The Path of the Gods (Via degli Dei) came into my life in Autumn, which meant:
- Paths were very muddy and hard to walk at times, with a high chance of rain and a sharp drop in temperatures at sunset;
- I had no issues of dehydration, since I was hardly sweating, which meant I didn’t need as much water as I would have in warmer weather;
- It was easy to find accommodation even with just a few hours’ notice, as paths were not crowded at all (for instance, I walked 27km on the first day and literally met nobody until I got to my B&B)
A piece of advice which is not specific to this path: use hiking shoes. Since I left on a whim, I was determined to reuse my sneakers from the Santiago path, and this made my hike a lot harder in those sections that were steep and slippery.
- The unforgettable trio: band aids for blisters, needle and thread — it is very likely you will get blisters on this path, as you’ll be walking on tarmac a lot;
- Two changes of clothes, preferably high-necked and in breathable technical fabric;
- Two pairs of long, breathable, waterproof trousers;
- Two fleece tops, which you will mostly use when you take a break, in order not to feel cold;
- A rain jacket, which will also work as a windbreaker;
- Underwear and anything you’ll need for personal hygiene, just keep your load light;
- A waterproof backpack cover.
I don’t want to use too much space to discuss this — you can find lots of articles online about how to best prepare your bag, and you will see that you will get better at it every time you leave.

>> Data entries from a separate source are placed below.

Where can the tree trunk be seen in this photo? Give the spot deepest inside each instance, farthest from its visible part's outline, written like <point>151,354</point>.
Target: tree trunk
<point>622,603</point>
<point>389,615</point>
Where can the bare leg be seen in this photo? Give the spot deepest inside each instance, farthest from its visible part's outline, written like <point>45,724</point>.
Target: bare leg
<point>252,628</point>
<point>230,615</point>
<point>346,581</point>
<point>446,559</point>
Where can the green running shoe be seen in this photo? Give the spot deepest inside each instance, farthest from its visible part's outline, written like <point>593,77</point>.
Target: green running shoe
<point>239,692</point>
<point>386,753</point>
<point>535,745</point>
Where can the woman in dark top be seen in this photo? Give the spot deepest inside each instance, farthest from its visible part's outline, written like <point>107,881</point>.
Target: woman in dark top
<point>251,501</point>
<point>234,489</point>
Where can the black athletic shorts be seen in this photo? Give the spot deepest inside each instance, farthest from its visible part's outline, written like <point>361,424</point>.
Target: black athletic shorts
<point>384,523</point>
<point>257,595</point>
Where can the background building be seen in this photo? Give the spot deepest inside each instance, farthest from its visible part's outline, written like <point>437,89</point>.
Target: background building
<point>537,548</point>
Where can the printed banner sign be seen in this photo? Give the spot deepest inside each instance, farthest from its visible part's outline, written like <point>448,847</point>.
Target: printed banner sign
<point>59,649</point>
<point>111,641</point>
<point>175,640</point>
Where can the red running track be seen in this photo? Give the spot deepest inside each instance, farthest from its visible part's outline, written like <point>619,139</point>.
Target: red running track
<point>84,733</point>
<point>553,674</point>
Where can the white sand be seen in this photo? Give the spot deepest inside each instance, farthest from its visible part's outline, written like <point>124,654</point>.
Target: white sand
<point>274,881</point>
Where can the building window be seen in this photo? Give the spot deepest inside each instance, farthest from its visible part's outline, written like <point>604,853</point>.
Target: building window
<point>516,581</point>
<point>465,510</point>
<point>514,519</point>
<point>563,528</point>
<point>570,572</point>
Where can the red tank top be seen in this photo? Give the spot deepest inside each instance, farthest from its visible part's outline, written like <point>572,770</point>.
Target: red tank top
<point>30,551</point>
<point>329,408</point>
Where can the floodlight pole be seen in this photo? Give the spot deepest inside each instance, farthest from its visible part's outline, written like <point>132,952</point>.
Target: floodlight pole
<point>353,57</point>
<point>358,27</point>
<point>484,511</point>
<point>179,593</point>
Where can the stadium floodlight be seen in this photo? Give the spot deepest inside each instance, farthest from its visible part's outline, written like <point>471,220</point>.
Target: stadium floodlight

Very important for the Path of The Gods: make sure you have enough water and food, especially at the beginning of the path. I walked with two bottles, carrying a total of 2Ls of water — this was always enough to reach my next stop for me, but make sure this is good for you, depending on your habits and needs. Water is an issue on the Path of the Gods, as water sources on the way are scarce, and a lot of them are dry. So, even if it might imply carrying more weight when you leave, make sure you have enough water with you.
The first 40kms are completely devoid of any water sources, as well as of places where you can buy water, such as supermarkets or cafes. There is nothing, really. When leaving from Bologna, I naively didn’t consider this — I didn’t realise this isn’t the Camino de Santiago, which is dotted with infrastructure and places to shop, so I just left after breakfast, without even a sandwich. On my first day, I walked 27kms without running into ANYBODY, and almost anything. Luckily, since I suffer from low blood pressure, I always have dry fruit with me — this is how I ended up rationing 100g of almonds, 50 for lunch, 50 for dinner.
The wonderful thing about the Path of the Gods is that, despite its resurgent popularity over the last few years, it is not yet overrun by tourists.
Limited infrastructure still pushes you to relying on yourself — the amazing thing is, you will not feel great despite this, you will feel great because of this. Walking surrounded by chestnut trees on the mountains will allow you to breathe in their soul, giving you the chance to walk along the country’s backbone, on its skeleton.